Wednesday, February 11, 2015

Dedupe is Great, but What Affect Does it Have on Nimble Storage?

Hi Friends,

I got a great question on my Microsoft Windows File Sharing with Nimble Storage - What About Deduplication?  blog that I felt it deserved a blog of it's own instead of a response.

The question is, "Did you see a big increase in the cache consumption as the dedupe process churns through your files?"

Again, fantastic question.  Too many times we get focused on the trees and forget about the forest.  What does that mean?  We get obsessed on the end goal and forget our actions can have an affect on the system as a whole and it may not be a positive affect.  For example, I want to make my car faster, so I get an aftermarket turbo, a cat-back exhaust and maybe I start wandering into stage 2 or 3 mods.  Will the car perform better?  Maybe...  But as any car guy can tell you if you start changing one thing without changing others you might start damaging the car.

The same can be true with technology.  If I bolt on dedupe through the operating system, am I going to mess up my storage performance on a whole?  The person that asked the question wanted to know and so did I.

So here's what I did, I ran a Vdbench workload with some SMB clients accessing the file share doing a 50/50 read/write split.  While the performance test was running I kicked off deduplication on a volume that had data on it, but had not been deduped before.  I'm happy to report the array handled the dedupe like a champ!  The only thing I saw was a little additional read throughput, no drop in cache hit (100% cache hit), no drop in IOPS.  Let's have a look!
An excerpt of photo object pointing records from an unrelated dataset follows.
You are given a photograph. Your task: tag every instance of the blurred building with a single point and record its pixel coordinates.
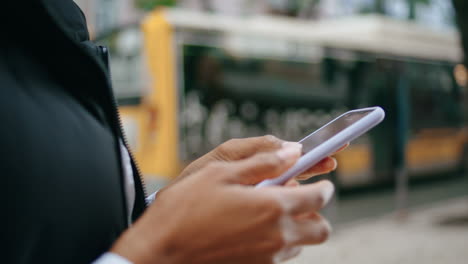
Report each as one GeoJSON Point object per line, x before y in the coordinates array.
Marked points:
{"type": "Point", "coordinates": [103, 15]}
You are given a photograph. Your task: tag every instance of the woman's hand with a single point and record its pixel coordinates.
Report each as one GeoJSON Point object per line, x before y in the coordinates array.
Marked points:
{"type": "Point", "coordinates": [214, 216]}
{"type": "Point", "coordinates": [239, 149]}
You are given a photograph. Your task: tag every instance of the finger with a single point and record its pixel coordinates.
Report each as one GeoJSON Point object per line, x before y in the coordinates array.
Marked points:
{"type": "Point", "coordinates": [306, 198]}
{"type": "Point", "coordinates": [292, 183]}
{"type": "Point", "coordinates": [237, 149]}
{"type": "Point", "coordinates": [307, 231]}
{"type": "Point", "coordinates": [341, 149]}
{"type": "Point", "coordinates": [287, 254]}
{"type": "Point", "coordinates": [325, 166]}
{"type": "Point", "coordinates": [264, 165]}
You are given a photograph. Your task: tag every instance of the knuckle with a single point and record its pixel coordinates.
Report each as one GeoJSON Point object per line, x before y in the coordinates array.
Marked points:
{"type": "Point", "coordinates": [277, 243]}
{"type": "Point", "coordinates": [226, 146]}
{"type": "Point", "coordinates": [323, 233]}
{"type": "Point", "coordinates": [215, 167]}
{"type": "Point", "coordinates": [319, 200]}
{"type": "Point", "coordinates": [270, 161]}
{"type": "Point", "coordinates": [270, 139]}
{"type": "Point", "coordinates": [273, 207]}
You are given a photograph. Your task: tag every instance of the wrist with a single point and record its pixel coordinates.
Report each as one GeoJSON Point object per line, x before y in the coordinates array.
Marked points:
{"type": "Point", "coordinates": [140, 250]}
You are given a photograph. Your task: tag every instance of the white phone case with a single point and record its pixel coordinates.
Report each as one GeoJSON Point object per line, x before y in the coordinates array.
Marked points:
{"type": "Point", "coordinates": [330, 146]}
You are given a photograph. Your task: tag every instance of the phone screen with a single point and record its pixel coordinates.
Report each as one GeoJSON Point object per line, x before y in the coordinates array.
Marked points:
{"type": "Point", "coordinates": [331, 129]}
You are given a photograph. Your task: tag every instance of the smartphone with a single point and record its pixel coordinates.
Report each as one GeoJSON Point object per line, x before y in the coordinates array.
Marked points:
{"type": "Point", "coordinates": [328, 139]}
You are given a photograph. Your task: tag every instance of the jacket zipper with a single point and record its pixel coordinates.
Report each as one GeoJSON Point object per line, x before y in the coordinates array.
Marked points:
{"type": "Point", "coordinates": [106, 55]}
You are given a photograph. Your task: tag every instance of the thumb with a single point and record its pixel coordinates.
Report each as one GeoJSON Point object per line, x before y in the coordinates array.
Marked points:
{"type": "Point", "coordinates": [265, 165]}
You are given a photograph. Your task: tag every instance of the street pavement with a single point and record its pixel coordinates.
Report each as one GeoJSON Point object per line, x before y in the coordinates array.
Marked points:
{"type": "Point", "coordinates": [435, 233]}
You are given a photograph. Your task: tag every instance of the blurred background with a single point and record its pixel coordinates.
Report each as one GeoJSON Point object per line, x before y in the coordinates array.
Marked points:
{"type": "Point", "coordinates": [191, 74]}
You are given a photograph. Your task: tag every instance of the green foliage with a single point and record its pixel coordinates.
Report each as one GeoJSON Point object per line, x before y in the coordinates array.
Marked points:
{"type": "Point", "coordinates": [151, 4]}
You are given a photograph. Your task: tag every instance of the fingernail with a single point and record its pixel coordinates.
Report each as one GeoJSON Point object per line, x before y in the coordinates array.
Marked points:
{"type": "Point", "coordinates": [327, 192]}
{"type": "Point", "coordinates": [288, 144]}
{"type": "Point", "coordinates": [333, 163]}
{"type": "Point", "coordinates": [290, 153]}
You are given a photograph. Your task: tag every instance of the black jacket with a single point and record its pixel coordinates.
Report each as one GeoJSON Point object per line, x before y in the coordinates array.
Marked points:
{"type": "Point", "coordinates": [60, 167]}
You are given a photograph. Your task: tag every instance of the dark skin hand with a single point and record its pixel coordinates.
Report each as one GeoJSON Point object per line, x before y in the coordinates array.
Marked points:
{"type": "Point", "coordinates": [239, 149]}
{"type": "Point", "coordinates": [216, 216]}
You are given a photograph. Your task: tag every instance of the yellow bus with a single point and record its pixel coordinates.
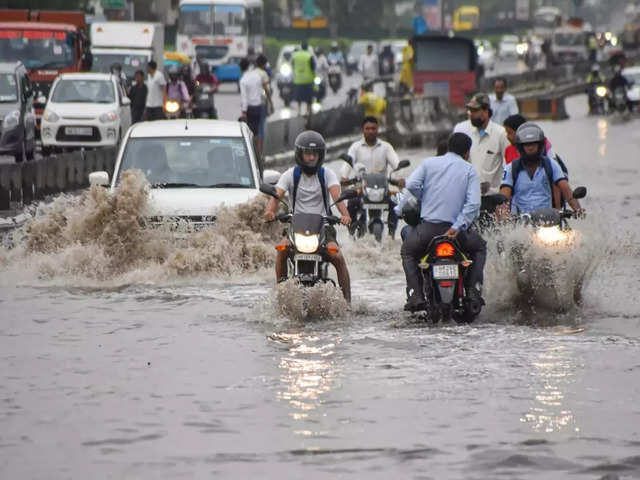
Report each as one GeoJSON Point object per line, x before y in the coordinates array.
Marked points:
{"type": "Point", "coordinates": [466, 17]}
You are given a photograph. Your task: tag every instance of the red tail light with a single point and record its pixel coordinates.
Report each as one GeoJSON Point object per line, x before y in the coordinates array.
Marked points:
{"type": "Point", "coordinates": [445, 249]}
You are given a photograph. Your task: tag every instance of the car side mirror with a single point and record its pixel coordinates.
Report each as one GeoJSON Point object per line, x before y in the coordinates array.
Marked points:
{"type": "Point", "coordinates": [271, 176]}
{"type": "Point", "coordinates": [580, 192]}
{"type": "Point", "coordinates": [268, 189]}
{"type": "Point", "coordinates": [99, 178]}
{"type": "Point", "coordinates": [403, 164]}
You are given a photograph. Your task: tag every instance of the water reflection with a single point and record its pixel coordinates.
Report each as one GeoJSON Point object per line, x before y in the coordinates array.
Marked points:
{"type": "Point", "coordinates": [553, 372]}
{"type": "Point", "coordinates": [309, 372]}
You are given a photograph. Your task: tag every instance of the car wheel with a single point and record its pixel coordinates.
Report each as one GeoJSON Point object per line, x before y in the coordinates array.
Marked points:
{"type": "Point", "coordinates": [21, 155]}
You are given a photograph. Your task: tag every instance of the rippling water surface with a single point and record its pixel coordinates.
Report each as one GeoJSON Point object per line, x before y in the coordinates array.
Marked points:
{"type": "Point", "coordinates": [125, 356]}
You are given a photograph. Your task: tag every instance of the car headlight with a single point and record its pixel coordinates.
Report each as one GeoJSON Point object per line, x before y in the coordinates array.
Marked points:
{"type": "Point", "coordinates": [50, 116]}
{"type": "Point", "coordinates": [11, 120]}
{"type": "Point", "coordinates": [171, 106]}
{"type": "Point", "coordinates": [552, 235]}
{"type": "Point", "coordinates": [108, 117]}
{"type": "Point", "coordinates": [306, 243]}
{"type": "Point", "coordinates": [285, 69]}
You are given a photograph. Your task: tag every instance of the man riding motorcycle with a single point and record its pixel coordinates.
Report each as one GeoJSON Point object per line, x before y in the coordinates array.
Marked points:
{"type": "Point", "coordinates": [448, 189]}
{"type": "Point", "coordinates": [534, 181]}
{"type": "Point", "coordinates": [307, 196]}
{"type": "Point", "coordinates": [377, 156]}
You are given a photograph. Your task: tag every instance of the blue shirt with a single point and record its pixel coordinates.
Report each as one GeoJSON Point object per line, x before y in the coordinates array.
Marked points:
{"type": "Point", "coordinates": [532, 193]}
{"type": "Point", "coordinates": [449, 190]}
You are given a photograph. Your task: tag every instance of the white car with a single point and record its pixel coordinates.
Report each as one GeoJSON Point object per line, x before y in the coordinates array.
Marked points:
{"type": "Point", "coordinates": [85, 110]}
{"type": "Point", "coordinates": [191, 171]}
{"type": "Point", "coordinates": [633, 75]}
{"type": "Point", "coordinates": [508, 46]}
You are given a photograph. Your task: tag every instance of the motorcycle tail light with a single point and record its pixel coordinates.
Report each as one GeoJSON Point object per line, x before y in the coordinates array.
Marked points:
{"type": "Point", "coordinates": [445, 249]}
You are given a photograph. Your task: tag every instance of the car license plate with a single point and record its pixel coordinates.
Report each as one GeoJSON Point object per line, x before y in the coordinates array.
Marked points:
{"type": "Point", "coordinates": [376, 206]}
{"type": "Point", "coordinates": [83, 131]}
{"type": "Point", "coordinates": [308, 257]}
{"type": "Point", "coordinates": [445, 271]}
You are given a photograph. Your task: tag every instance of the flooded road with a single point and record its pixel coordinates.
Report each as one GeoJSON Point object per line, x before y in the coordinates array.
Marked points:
{"type": "Point", "coordinates": [134, 368]}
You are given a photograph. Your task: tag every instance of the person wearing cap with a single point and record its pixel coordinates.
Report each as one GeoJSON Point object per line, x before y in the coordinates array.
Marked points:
{"type": "Point", "coordinates": [489, 143]}
{"type": "Point", "coordinates": [503, 104]}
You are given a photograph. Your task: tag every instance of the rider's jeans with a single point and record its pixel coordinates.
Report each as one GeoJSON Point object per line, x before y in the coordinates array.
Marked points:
{"type": "Point", "coordinates": [417, 243]}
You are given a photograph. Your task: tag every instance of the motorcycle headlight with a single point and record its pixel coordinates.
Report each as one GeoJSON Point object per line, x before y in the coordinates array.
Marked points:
{"type": "Point", "coordinates": [552, 235]}
{"type": "Point", "coordinates": [50, 116]}
{"type": "Point", "coordinates": [11, 120]}
{"type": "Point", "coordinates": [171, 106]}
{"type": "Point", "coordinates": [306, 243]}
{"type": "Point", "coordinates": [285, 69]}
{"type": "Point", "coordinates": [108, 117]}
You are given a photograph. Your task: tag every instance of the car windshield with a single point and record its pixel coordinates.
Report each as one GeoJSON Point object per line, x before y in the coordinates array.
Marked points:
{"type": "Point", "coordinates": [219, 162]}
{"type": "Point", "coordinates": [130, 63]}
{"type": "Point", "coordinates": [212, 20]}
{"type": "Point", "coordinates": [83, 91]}
{"type": "Point", "coordinates": [8, 88]}
{"type": "Point", "coordinates": [38, 48]}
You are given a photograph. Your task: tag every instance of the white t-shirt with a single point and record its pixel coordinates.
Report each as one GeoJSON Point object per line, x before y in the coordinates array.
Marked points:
{"type": "Point", "coordinates": [155, 84]}
{"type": "Point", "coordinates": [309, 197]}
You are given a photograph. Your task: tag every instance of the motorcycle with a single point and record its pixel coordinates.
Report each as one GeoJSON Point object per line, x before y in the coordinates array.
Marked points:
{"type": "Point", "coordinates": [284, 81]}
{"type": "Point", "coordinates": [374, 199]}
{"type": "Point", "coordinates": [308, 260]}
{"type": "Point", "coordinates": [539, 279]}
{"type": "Point", "coordinates": [335, 76]}
{"type": "Point", "coordinates": [444, 269]}
{"type": "Point", "coordinates": [599, 99]}
{"type": "Point", "coordinates": [204, 105]}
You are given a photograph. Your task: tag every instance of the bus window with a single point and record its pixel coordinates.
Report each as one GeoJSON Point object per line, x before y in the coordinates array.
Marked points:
{"type": "Point", "coordinates": [195, 20]}
{"type": "Point", "coordinates": [229, 20]}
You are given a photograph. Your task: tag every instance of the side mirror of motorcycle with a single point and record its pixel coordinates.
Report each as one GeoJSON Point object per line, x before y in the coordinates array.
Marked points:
{"type": "Point", "coordinates": [580, 192]}
{"type": "Point", "coordinates": [347, 195]}
{"type": "Point", "coordinates": [403, 164]}
{"type": "Point", "coordinates": [347, 158]}
{"type": "Point", "coordinates": [268, 189]}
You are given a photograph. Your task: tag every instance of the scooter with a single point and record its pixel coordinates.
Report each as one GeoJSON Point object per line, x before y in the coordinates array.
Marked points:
{"type": "Point", "coordinates": [308, 260]}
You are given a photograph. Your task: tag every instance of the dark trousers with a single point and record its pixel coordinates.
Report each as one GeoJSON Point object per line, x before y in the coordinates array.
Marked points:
{"type": "Point", "coordinates": [154, 113]}
{"type": "Point", "coordinates": [417, 243]}
{"type": "Point", "coordinates": [355, 206]}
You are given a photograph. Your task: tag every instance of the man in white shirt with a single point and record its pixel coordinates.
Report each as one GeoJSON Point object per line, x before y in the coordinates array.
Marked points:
{"type": "Point", "coordinates": [368, 64]}
{"type": "Point", "coordinates": [503, 104]}
{"type": "Point", "coordinates": [376, 156]}
{"type": "Point", "coordinates": [156, 93]}
{"type": "Point", "coordinates": [489, 143]}
{"type": "Point", "coordinates": [251, 96]}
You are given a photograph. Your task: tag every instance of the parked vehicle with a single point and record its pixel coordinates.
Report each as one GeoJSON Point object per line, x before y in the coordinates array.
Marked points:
{"type": "Point", "coordinates": [48, 43]}
{"type": "Point", "coordinates": [17, 117]}
{"type": "Point", "coordinates": [191, 171]}
{"type": "Point", "coordinates": [85, 110]}
{"type": "Point", "coordinates": [130, 44]}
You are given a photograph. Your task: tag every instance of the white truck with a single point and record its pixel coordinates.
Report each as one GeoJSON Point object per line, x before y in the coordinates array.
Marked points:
{"type": "Point", "coordinates": [131, 44]}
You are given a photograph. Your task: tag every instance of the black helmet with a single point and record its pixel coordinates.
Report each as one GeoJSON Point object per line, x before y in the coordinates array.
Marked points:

But remember, you mileage will vary, so it's always important to test performance modifications before you go into production or the track!  :-)

Until Next Time!


  1. What size were the volumes you tested?

  2. Did you see an overall higher consumption of your overall cache? It seems to me that since you are touching all those files they would be put into cache. My thought is once it is done the cache consumption would probably return roughly to normal.